夏越の祓は、毎年、6月30日に神社で催されている厄払いの儀式です。一年のちょうど真ん中にあたる節目に、半年間の罪と穢れ(けがれ)を清め、かつ残り半年間の無病息災を祈願します。

風習としては、記紀神話に登場する伊弉諾尊(いざなぎのみこと)の禊祓(みそぎはらい)に縁起があり、そこから派生して夏越の祓に発展したと考えられています。

和菓子・水無月は、そんな重要な神事に供される行事食として誕生しました。

夏越の祓がはじまった当初、儀式に供されたのは天然の冷凍庫「氷室」の氷でしたが、氷は民衆にとって非常に高価であったため、もっと安く手に入る食べ物が使えないかとの気運が高まります。

そこでお目見えを果たしたのが水無月です。水無月は白いういろうを三角形に切って氷の代わりとし、さらに、生地の上に厄除けの効果が期待できる小豆を乗せることで、行事食としての霊力を持たせました。

こうして水無月は催事菓子として完成し、夏越の祓とともに息の長い伝統和菓子として今日まで継承されています。

水無月は京都発祥ですが、最近は関東でも見られるようになりました。関東に限らずストレスの多い現代社会。半年の疲れや汚れを清める水無月の効用は全国各地にニーズがあるでしょう。

その点、水無月はいずれ全国区の和菓子となるかもしれません。

特徴

和菓子の水無月は、ういろう生地に小豆の蜜煮を乗せて食べる京都の伝統和菓子です。

毎年、一年の半分がすぎた6月30日に神社で行われる「夏越しの祓」の儀式で食べられる行事食として知られています。

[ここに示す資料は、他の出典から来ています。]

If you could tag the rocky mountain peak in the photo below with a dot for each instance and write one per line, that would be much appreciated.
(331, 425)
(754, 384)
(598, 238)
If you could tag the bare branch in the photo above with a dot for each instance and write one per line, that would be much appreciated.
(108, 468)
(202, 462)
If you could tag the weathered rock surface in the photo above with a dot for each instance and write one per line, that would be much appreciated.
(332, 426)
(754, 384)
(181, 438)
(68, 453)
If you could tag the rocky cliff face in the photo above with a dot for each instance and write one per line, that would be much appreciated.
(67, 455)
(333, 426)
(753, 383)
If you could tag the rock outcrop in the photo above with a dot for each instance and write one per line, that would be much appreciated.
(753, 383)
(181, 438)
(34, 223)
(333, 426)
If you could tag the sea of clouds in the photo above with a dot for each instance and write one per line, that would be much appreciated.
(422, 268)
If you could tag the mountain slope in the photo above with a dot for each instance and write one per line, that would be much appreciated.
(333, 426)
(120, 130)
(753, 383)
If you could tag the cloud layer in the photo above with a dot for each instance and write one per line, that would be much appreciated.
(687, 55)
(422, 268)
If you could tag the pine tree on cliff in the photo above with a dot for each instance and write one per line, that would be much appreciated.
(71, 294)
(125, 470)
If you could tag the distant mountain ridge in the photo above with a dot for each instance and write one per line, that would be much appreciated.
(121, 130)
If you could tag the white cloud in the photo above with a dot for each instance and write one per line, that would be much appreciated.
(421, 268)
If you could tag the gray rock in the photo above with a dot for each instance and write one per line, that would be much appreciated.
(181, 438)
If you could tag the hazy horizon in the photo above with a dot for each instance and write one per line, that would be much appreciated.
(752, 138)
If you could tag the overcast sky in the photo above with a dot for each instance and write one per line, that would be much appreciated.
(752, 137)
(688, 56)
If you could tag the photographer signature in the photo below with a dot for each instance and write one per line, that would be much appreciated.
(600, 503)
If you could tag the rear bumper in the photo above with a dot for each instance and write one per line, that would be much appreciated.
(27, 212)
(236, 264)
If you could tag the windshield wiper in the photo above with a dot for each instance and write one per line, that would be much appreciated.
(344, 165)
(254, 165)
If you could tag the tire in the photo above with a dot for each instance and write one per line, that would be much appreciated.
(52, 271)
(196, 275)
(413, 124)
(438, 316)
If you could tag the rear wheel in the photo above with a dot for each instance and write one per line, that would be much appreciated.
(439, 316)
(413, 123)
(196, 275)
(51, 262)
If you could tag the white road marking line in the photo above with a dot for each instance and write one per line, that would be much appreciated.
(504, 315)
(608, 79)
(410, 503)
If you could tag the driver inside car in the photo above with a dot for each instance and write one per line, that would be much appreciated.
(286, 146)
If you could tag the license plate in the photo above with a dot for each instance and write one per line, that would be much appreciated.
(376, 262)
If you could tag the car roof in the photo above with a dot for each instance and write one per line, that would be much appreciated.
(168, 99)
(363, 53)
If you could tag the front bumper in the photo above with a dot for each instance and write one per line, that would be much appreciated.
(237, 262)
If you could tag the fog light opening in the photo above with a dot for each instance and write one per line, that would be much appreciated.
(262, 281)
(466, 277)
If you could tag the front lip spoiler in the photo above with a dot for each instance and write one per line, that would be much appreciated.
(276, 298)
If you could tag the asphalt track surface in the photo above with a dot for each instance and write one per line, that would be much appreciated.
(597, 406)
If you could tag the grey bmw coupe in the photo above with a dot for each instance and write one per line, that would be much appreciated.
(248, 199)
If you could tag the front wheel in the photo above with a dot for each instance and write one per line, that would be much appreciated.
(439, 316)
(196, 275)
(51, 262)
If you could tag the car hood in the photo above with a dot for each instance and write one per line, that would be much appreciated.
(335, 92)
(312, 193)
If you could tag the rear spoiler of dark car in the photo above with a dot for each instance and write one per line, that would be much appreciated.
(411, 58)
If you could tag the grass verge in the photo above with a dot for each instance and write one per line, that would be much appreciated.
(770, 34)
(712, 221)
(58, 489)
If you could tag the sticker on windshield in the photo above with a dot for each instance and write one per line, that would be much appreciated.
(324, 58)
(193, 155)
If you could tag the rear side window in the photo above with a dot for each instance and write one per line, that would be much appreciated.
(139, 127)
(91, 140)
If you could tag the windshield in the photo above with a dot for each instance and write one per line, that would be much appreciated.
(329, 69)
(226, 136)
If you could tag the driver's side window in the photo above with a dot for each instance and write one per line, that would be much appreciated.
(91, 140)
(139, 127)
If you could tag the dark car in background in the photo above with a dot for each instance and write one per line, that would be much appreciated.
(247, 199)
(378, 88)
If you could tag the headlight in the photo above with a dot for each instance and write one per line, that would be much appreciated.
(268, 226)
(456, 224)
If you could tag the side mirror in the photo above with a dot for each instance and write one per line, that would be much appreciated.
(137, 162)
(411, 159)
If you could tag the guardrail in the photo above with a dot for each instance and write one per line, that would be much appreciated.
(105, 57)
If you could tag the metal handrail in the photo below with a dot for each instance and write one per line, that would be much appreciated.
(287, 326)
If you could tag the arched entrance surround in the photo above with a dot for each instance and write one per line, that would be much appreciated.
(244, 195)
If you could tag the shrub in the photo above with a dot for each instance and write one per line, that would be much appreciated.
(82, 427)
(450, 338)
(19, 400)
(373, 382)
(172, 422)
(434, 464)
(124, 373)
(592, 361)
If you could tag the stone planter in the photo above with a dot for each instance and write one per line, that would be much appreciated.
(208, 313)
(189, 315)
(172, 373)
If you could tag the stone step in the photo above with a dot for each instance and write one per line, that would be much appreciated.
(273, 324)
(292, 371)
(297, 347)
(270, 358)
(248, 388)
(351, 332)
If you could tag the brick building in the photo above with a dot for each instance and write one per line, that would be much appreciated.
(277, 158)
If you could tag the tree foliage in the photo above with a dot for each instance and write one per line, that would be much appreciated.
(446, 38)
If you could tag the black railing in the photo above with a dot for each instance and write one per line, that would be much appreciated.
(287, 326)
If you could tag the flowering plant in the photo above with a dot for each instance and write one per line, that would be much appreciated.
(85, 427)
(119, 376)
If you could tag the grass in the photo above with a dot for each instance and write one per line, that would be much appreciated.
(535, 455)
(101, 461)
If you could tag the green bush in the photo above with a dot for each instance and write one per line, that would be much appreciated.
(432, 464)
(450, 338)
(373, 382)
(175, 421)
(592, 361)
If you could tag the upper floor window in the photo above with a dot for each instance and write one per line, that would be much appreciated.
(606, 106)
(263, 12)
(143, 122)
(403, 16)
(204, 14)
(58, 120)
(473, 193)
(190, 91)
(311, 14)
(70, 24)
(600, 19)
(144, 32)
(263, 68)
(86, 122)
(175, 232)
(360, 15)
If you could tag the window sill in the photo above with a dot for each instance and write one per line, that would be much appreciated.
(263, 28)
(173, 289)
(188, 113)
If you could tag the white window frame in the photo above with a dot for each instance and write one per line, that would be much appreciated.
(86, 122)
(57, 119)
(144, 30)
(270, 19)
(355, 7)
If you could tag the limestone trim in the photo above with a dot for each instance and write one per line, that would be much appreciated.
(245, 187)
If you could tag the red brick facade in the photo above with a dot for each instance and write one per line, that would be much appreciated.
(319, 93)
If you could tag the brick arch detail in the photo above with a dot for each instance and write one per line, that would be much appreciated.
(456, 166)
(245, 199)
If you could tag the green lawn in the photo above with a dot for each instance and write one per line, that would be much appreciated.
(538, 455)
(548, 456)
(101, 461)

水無月の外観は、氷室の氷に見立てた三角形です。ショートケーキを思わせるおしゃれなデザインですが、氷には暑気払い、小豆には厄払いと、それぞれ意味が込められています。

そもそも、夏越しの祓も、無病息災や半年の穢れ・罪を払うことを目的とした催事です。その意味で、水無月は典型的な神事の申し子として生まれた和菓子であるといえます。

一方、背景もさることながら、水無月は上品な味わいも魅力です。ういろう生地のもっちりとした食感と小豆の自然な風味が絶妙にマッチしており、行事食としての神聖なムードも手伝って、味わい・フィーリングともに良好です。

ただ、水無月の風味には種類があります。トッピングは小豆だけでなく、ささげ豆、青えんどう、白いんげん、金時豆、フレーバーも黒砂糖や抹茶を使用したものがあります。豆とフレーバーの違いで幅広い風味・食感が楽しめるのも水無月の特徴の一つです。

水無月はれっきとした行事食であり、おごそかな面もありますが、菓子としては親しみやすくスマートに表現されています。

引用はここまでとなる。